UPDATED: High street home entertainment retailer HMV has confirmed it is to enter administration after suppliers refused to grant the company a lifeline.
The last major music and video retailer left in Britain's town centres issued a statement to confirm reports earlier on Monday evening.
The trading of the company's shares have also been suspended, while almost 4,500 jobs are now at risk. Gift cards and vouchers will not be honoured although stores are staying open for the time being.
In a statement the company said: "The board regrets to announce that it's been unable to reach position where it feels able to continue to trade outside of insolvency protection. Directors of Company understand that it is the intention of administrators to continue to trade whilst they seek a purchaser."
Last week, the 92-year-old store had requested a £300m financing package from music labels, game publishers and film studios - who already own 5 per cent of the company - in order to pay off its bank debts. The request was declined.
Deloitte, the company which had been advising the banks owed money by the struggling chain, will oversee the process, reports have claimed.
The company held an emergency board meeting on Monday night and made a swift announcement thereafter. Earlier reports had claimed that it would confirm the news on Tuesday.

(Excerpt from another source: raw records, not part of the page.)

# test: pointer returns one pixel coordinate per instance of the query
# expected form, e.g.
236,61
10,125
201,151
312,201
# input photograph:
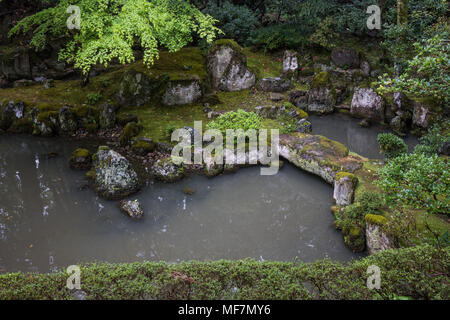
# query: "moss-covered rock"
167,171
23,125
318,155
322,94
344,188
143,147
115,177
354,238
80,160
130,131
227,67
124,118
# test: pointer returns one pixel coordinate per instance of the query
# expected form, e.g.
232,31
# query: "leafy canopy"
427,74
417,180
111,28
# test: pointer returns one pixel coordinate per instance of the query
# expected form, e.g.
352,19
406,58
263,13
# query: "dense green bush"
391,145
417,273
237,22
235,120
437,136
279,36
417,180
427,74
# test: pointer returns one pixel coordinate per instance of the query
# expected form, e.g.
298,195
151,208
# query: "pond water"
48,221
342,128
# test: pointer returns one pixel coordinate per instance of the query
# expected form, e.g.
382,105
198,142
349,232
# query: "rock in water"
344,188
107,116
227,67
80,160
112,174
167,171
290,63
67,120
12,112
274,85
132,208
367,104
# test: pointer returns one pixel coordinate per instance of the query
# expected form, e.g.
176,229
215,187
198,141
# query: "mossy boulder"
354,238
114,176
46,122
67,121
124,118
130,131
304,126
344,188
274,84
80,160
367,104
345,57
167,171
132,209
143,146
182,92
227,67
318,155
377,239
107,118
137,88
321,95
23,125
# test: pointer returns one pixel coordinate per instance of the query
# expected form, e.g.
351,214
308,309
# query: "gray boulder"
274,85
304,126
182,92
321,95
367,104
167,171
113,175
344,188
132,209
67,121
227,67
345,57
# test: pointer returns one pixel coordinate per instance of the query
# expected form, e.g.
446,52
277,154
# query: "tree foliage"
110,29
417,180
427,74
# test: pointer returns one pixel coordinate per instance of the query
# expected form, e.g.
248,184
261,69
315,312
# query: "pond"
363,141
49,220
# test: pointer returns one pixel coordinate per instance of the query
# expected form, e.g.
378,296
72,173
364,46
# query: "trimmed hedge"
418,273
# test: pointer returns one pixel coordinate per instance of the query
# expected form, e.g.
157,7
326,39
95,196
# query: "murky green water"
347,130
47,222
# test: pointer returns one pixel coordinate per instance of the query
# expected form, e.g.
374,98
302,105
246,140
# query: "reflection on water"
347,130
48,221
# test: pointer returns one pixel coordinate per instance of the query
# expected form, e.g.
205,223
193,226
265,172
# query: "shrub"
237,22
391,145
235,120
284,36
437,135
417,180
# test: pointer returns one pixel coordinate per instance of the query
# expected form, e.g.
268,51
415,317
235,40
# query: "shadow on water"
347,130
47,221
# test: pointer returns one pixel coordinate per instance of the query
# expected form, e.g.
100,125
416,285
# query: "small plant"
170,128
235,120
93,98
391,145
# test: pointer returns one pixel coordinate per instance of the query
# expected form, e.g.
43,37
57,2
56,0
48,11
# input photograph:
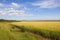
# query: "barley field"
29,30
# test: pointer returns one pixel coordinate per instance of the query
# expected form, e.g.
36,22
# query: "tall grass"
46,29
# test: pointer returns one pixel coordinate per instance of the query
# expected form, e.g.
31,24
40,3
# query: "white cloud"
47,4
15,4
12,11
2,13
1,4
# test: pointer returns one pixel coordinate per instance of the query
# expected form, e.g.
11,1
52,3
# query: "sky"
30,9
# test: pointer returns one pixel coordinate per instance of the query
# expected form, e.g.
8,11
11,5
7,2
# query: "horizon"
30,9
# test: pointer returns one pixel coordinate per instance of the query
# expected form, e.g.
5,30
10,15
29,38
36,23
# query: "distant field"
29,30
45,29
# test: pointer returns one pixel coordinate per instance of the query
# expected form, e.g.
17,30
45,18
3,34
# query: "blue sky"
30,9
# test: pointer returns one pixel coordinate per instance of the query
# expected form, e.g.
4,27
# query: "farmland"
30,30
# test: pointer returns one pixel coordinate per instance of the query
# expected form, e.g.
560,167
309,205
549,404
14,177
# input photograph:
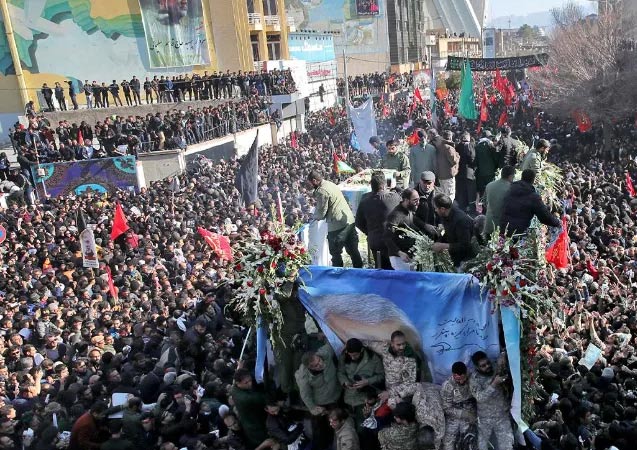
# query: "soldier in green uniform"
398,161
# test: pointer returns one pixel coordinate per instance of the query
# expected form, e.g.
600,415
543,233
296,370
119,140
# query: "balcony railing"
272,21
254,19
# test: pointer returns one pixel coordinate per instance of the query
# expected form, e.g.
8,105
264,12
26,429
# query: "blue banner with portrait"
98,176
441,314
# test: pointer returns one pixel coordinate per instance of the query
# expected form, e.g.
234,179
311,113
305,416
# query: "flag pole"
279,206
346,85
245,344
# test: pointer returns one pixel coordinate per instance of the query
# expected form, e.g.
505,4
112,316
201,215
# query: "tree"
453,81
592,68
527,32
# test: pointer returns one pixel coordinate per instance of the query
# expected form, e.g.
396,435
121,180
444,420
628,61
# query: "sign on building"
311,47
488,42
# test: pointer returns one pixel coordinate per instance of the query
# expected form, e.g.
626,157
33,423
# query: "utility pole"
346,85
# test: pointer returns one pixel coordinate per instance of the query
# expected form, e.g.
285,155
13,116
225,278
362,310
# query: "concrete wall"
160,165
329,99
91,116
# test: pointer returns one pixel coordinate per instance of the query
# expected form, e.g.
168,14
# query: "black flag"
246,181
80,221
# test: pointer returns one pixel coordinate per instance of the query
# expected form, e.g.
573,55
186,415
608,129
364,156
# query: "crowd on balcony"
42,142
374,83
165,89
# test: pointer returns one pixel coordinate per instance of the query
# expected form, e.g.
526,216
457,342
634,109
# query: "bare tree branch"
592,67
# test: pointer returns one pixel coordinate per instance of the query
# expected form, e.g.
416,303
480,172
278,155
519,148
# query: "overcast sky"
499,8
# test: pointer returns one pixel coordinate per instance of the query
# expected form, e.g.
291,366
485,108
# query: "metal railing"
254,19
272,21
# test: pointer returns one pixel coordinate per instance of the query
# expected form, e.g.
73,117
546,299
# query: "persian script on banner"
440,314
89,249
175,32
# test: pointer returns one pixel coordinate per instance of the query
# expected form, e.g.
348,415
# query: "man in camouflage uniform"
458,404
493,405
358,369
401,363
320,391
403,433
426,399
398,161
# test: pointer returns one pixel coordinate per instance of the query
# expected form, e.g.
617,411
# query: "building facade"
269,28
106,40
406,34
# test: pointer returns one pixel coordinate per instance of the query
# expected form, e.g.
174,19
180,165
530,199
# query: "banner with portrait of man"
441,314
175,32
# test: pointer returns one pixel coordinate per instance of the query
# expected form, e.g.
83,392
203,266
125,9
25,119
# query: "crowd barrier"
78,177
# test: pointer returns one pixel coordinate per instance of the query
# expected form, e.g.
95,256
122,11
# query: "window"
270,8
274,50
254,40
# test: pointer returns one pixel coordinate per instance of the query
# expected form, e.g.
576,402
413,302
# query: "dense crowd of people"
375,83
167,89
151,324
116,136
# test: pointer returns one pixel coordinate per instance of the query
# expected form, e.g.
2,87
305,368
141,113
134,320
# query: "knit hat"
169,378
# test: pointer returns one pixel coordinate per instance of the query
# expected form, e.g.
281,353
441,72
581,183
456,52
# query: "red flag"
120,225
558,253
331,118
592,269
218,243
411,110
584,123
498,81
414,139
335,160
111,285
417,95
629,185
504,117
484,110
448,108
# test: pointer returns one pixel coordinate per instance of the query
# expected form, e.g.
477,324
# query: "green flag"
467,104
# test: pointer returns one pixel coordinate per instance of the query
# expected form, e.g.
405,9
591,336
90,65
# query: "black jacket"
458,234
425,211
508,152
371,215
394,238
520,205
467,164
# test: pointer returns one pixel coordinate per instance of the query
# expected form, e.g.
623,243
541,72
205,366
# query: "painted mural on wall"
175,32
79,39
96,175
359,33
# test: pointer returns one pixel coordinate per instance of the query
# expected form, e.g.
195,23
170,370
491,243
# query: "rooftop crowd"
166,89
168,342
118,135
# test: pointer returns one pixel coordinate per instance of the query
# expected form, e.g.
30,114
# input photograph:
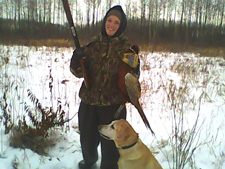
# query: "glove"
135,48
78,53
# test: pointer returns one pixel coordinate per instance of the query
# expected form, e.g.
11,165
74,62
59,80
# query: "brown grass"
160,47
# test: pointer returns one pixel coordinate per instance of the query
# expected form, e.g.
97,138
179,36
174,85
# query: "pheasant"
130,90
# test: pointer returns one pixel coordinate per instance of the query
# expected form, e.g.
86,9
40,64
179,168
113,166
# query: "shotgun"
75,38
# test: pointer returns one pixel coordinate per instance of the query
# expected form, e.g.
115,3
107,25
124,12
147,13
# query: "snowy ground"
177,90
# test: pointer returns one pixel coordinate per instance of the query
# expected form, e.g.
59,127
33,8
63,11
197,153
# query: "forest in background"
185,22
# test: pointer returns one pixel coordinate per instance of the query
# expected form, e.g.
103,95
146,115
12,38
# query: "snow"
174,86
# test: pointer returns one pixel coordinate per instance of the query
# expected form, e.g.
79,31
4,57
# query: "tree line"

Another one bites the dust?
HMV had held a massive blue cross sale at its 239 stores in the UK and Ireland last week in an attempt to spark sales, but that simply led to a massive drop in the company's ever-dwindling share price.
HMVs looming demise follows the loss of other music, game and DVD retailers like Zavvi, Woolworths and Our Price in recent years.
The company's problems will be a further blow for the beleaguered UK high street, with likes of JJB and tech retailer Comet and photography chain Jessops closing down recently.